Pero cuando la ilustradora abrió su libreta y expuso el paisaje de la ciudad que había visitado, en ese preciso momento, cuando se desplegaba en primerísimo primer plano las hojas de una Moleskine utilizada con prolijidad, yo reconocí como familiar esa imagen, y no porque la habilidad de su autora fuera mucha o poca (reconozco en ella la ligereza de un dibujante, pero el tino de un pintor), sino porque sentía que yo había visto antes esa ciudad; puede ser que en mi mente se mezclara con La calle de Delft Vista de Delft , pero había algo de familiar en esa estampa e incluso hoy cuando el relámpago del recuerdo de ese reportaje me arrebata y debo recurrir a imágenes de repositorio de Saná caigo en una melancolía inexplicable e insostenible. Quizás algún ancestro de Dhu Nuwas comparta conmigo sangre e historia, lo desconozco, quizás la historia tenga en los recuerdos (su primer estadio primitivo antes de pasar a ciencia) un tesoro con el que poder derrocar a la física o al gran valedor de ambas disciplinas, su materia prima prácticamente, el tiempo.

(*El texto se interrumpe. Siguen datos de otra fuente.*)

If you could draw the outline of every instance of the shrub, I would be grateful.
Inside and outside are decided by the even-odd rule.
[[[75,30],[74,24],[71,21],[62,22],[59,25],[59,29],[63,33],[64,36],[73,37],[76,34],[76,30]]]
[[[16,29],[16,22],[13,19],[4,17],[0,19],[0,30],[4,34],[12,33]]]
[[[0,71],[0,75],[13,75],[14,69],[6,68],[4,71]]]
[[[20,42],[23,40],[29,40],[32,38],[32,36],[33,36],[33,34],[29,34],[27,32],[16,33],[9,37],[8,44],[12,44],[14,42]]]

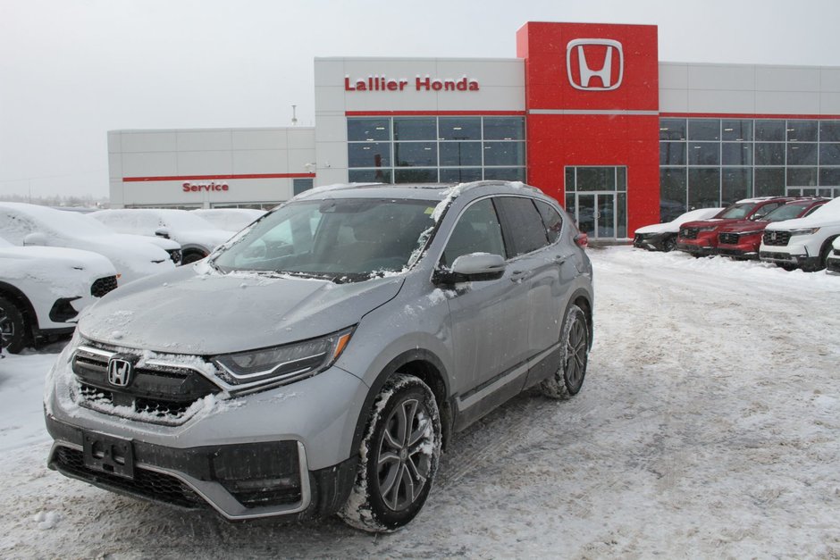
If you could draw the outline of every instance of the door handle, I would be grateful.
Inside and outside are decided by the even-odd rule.
[[[533,271],[514,271],[510,273],[511,282],[521,282],[533,276]]]

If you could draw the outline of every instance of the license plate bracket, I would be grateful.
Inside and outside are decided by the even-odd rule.
[[[88,469],[134,479],[134,445],[130,439],[85,432],[85,466]]]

Quien observe esta foto, comprenderá la belleza del paisaje yemení y su arquitectura rústica y de contrastes, pero con vocación de estilo. En mi caso, además, se suma al gusto contemplativo una fuerte melancolía, aumentada por esa especie de luz crepuscular veraniega de las últimas horas de la jornada que persiste hasta muy tarde en algunas zonas del atlántico y en puntos de husos horarios impropios.  

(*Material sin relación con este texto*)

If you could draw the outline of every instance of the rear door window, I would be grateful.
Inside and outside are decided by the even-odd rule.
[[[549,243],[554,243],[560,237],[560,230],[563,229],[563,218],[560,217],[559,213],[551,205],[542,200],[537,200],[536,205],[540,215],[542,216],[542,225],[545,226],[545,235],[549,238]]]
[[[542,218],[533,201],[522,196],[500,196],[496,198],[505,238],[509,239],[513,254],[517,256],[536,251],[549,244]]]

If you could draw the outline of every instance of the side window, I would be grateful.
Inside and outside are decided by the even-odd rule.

Por supuesto, conozco las teorías cognitivas por las que la memoria no sería un almacén de recuerdos, sino más bien un álbum de fotos que tiende a relatar más que a reproducir, como sostienen Schank y Abelson, entre otros; y también es inevitable recordar ese pasaje de Paul Ricoeur:

Lo que hace del duelo un fenómeno normal, aunque doloroso, es que una vez terminado el trabajo de duelo, el yo se halla de nuevo libre y desinhibido. Es en este aspecto como el trabajo de duelo puede relacionarse con el trabajo del recuerdo. Si el trabajo de la melancolía ocupa […] una posición estratégica paralela a la que ocupa la compulsión de repetición […], se puede sugerir que el trabajo de duelo se revela costosamente liberador como trabajo del recuerdo, pero también recíprocamente.

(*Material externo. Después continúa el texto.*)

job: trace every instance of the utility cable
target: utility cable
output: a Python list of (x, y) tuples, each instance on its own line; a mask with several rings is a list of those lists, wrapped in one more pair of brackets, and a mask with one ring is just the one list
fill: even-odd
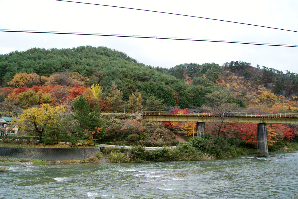
[(166, 37), (153, 37), (151, 36), (142, 36), (123, 35), (114, 35), (112, 34), (102, 34), (72, 32), (51, 32), (49, 31), (36, 31), (33, 30), (8, 30), (0, 29), (0, 32), (23, 32), (27, 33), (45, 33), (46, 34), (56, 34), (61, 35), (93, 35), (96, 36), (104, 36), (106, 37), (130, 37), (135, 38), (145, 38), (147, 39), (158, 39), (172, 40), (180, 40), (183, 41), (206, 41), (212, 42), (238, 43), (242, 44), (250, 44), (257, 46), (283, 46), (285, 47), (297, 47), (297, 45), (287, 44), (277, 44), (268, 43), (258, 43), (246, 42), (235, 41), (224, 41), (222, 40), (210, 40), (206, 39), (199, 39), (188, 38), (180, 38)]
[(90, 3), (85, 3), (84, 2), (79, 2), (78, 1), (65, 1), (65, 0), (54, 0), (54, 1), (65, 1), (66, 2), (69, 2), (71, 3), (76, 3), (79, 4), (89, 4), (90, 5), (94, 5), (97, 6), (107, 6), (108, 7), (113, 7), (115, 8), (125, 8), (125, 9), (130, 9), (131, 10), (141, 10), (142, 11), (146, 11), (148, 12), (158, 12), (159, 13), (163, 13), (164, 14), (167, 14), (170, 15), (178, 15), (179, 16), (183, 16), (185, 17), (194, 17), (195, 18), (198, 18), (201, 19), (209, 19), (210, 20), (214, 20), (216, 21), (224, 21), (225, 22), (229, 22), (231, 23), (238, 23), (239, 24), (242, 24), (245, 25), (248, 25), (249, 26), (257, 26), (259, 27), (262, 27), (263, 28), (271, 28), (273, 29), (275, 29), (277, 30), (285, 30), (287, 31), (290, 31), (291, 32), (298, 32), (298, 31), (295, 31), (294, 30), (287, 30), (286, 29), (283, 29), (281, 28), (274, 28), (273, 27), (270, 27), (268, 26), (260, 26), (259, 25), (256, 25), (253, 24), (251, 24), (250, 23), (242, 23), (240, 22), (236, 22), (235, 21), (228, 21), (225, 20), (222, 20), (221, 19), (212, 19), (210, 18), (207, 18), (206, 17), (197, 17), (195, 16), (192, 16), (191, 15), (183, 15), (182, 14), (176, 14), (175, 13), (172, 13), (171, 12), (161, 12), (159, 11), (155, 11), (154, 10), (146, 10), (143, 9), (139, 9), (138, 8), (129, 8), (125, 7), (122, 7), (121, 6), (111, 6), (108, 5), (103, 5), (103, 4), (92, 4)]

Ricoeur, P., La memoria, la historia, el olvido: 100

Por lo que el recuerdo-melancolía-duelo parecerían trabajar en una misma sintonía, que vienen a concluir en un estado de liberación o desinhibición. El trabajo que ese proceso conlleva es costoso, dice Ricoeur, pero también normal. Mi recuerdo de Saná estaría entonces ligado a un proceso liberador y de desinhibición, un símbolo, seguramente, de algo que no puedo todavía desvelar como síntoma. Quizás sólo debo esperar a que la historia de un respiro a ese maltratado rincón del globo, para poder viajar hasta allí y cerrar mi duelo.